Pytanie z tytułu jest retoryczne – oczywiście, że warto. Jeśli zawodowo zajmujesz się pisaniem, portfolio to podstawa!
Dzisiaj podczas poszukiwania pracy w zawodzie dziennikarza, redaktora, content writera czy content marketera, nie zawsze najważniejsze jest CV. Ba – często bardziej istotny jest twój profil na LinkedInie (lub w innych mediach społecznościowych), blog, albo portfolio najlepszych treści.
W końcu chodzi o to, by przyszły pracodawca zobaczył, jak piszesz/nagrywasz/montujesz i na tej podstawie ocenił, czy chciałby widzieć cię w procesie rekrutacyjnym.

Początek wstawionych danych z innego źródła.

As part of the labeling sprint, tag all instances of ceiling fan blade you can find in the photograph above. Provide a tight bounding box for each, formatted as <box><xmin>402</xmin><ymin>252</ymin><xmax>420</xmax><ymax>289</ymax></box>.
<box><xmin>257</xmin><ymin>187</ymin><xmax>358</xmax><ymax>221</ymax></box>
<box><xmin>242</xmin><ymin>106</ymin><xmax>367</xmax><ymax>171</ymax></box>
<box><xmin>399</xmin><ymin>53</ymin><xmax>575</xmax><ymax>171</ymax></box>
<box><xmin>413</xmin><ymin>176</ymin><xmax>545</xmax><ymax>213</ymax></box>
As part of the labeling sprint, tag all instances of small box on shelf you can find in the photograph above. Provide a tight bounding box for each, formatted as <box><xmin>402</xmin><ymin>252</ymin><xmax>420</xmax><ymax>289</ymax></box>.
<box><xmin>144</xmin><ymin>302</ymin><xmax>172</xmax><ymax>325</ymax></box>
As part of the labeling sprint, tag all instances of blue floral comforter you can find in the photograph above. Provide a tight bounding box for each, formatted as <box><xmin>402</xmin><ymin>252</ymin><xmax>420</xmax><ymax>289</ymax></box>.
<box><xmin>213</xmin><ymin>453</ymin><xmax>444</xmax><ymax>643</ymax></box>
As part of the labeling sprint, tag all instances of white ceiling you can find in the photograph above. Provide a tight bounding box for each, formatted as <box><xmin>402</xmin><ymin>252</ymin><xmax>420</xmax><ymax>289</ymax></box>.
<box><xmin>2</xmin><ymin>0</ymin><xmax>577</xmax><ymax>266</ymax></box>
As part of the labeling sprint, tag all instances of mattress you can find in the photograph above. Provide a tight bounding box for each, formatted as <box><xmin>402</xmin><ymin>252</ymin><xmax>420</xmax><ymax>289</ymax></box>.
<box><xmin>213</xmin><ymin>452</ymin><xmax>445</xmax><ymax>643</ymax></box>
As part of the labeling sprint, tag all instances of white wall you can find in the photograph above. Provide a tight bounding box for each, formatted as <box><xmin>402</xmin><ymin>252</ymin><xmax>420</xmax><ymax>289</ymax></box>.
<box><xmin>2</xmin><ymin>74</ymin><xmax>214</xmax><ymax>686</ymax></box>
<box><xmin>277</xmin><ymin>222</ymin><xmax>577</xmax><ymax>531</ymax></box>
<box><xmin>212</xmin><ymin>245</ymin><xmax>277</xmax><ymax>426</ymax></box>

Ogłoszenie o pracę ze strony linkhouse.co: "Jak pewnie się domyślasz Twoje CV nie jest w tym przypadku najważniejsze".
Takich ogłoszeń pojawia się coraz więcej – dlatego dobrze mieć miejsce, w którym zbierzesz wszystkie istotne linki związane z twoją twórczością. To mogą być zarówno teksty z blogów, artykułów w prasie i portalach internetowych, jak i linki do stron, które prowadzisz, kanału na YouTube, profili w mediach społecznościowych i tak dalej.
Takie portfolio wygląda profesjonalnie i pozwala w łatwy sposób zobaczyć, co piszesz, jak piszesz i gdzie publikujesz. Do tego możesz je zbudować w prosty sposób z pomocą darmowych narzędzi – nie potrzebujesz tworzyć strony internetowej ani się na tym znać. Zrobisz je w jeden wieczór, a efekty odczujesz długofalowo – i to nie tylko przy szukaniu pracy.
Aż żal nie skorzystać, zwłaszcza, gdy tak jak ja, masz sporo różnych tekstów na koncie – zarówno bardziej literackich, jak i stricte użytkowych.
Nie zwlekaj więc ani chwili dłużej!
Oto trzy darmowe narzędzia do zbudowania portfolio:
Serwis znany i lubiany przez dziennikarzy i kontentowców – sama również mam tam swoje konto. Pozwala na "zassanie" linków do twoich prac i utworzenie z nich prostej listy ze zdjęciami i krótkimi opisami. Możesz podzielić linki na kilka sekcji i nadać im tytuły, np. artykuły, wywiady, reportaże itp.
Wersja do 16 wycinków jest darmowa! Jeśli chcesz dodać ich więcej i korzystać z nielimitowanej wersji, a także mieć dostęp do narzędzi analitycznych i innych bajerów, zapłacisz 99 dolarów/rok.
Największa gazeta na świecie, gdzie każdy może opublikować tekst na dowolny temat. To taki Facebook, tylko że z długimi tekstami – niektóre są rzeczywiście bardzo dobre. Jeśli jeszcze nie znasz Medium – czas nadrobić!
Serwis działa na podobnej zasadzie jak Twitter czy LinkedIn – możesz obserwować inne osoby lub marki, komentować ich teksty i śledzić interesujące cię tematy. I oczywiście możesz budować swoją markę i swoje portfolio. W Medium jednak nie zamieszczasz linków, a pełne teksty wraz z grafiką, odnośnikami i formatowaniem.
W wersji podstawowej Medium jest bezpłatne, rozszerzony pakiet pozwalający na nielimitowane czytanie i publikowanie artykułów kosztuje 5 dolarów/miesiąc lub 50$ rocznie.
Portal, który powstał z myślą o dziennikarzach, ale może z niego korzystać każdy, kto w przyjemny dla oka sposób chce zaprezentować swoje treści. Można wybierać z różnych projektów i dopasowywać je pod swoje potrzeby. To taka ministrona internetowa, która może stać się twoją wizytówką.
Dostępne są trzy plany, w darmowym można załadować do 10 linków. Płatne wersje pozwalają na nielimitowane dodawanie artykułów i dodawanie ich we własnej domenie.
To jak, gdzie cię znajdę? Daj koniecznie znać w komentarzu!
Aha – jeszcze dwie kwestie.
Pierwsza jest taka, że portfolio to twoja wizytówka – daj tam teksty, które naprawdę napawają cię dumą. Nie musi być ich od razu 30 czy 40 – lepiej wybrać 10-15 naprawdę najlepszych.
Druga jest taka, że warto pamiętać o aktualizowaniu portfolio od czasu do czasu, żeby potem gorączkowo nie podmieniać artykułów, gdy ktoś nagle poprosi cię o przesłanie linku.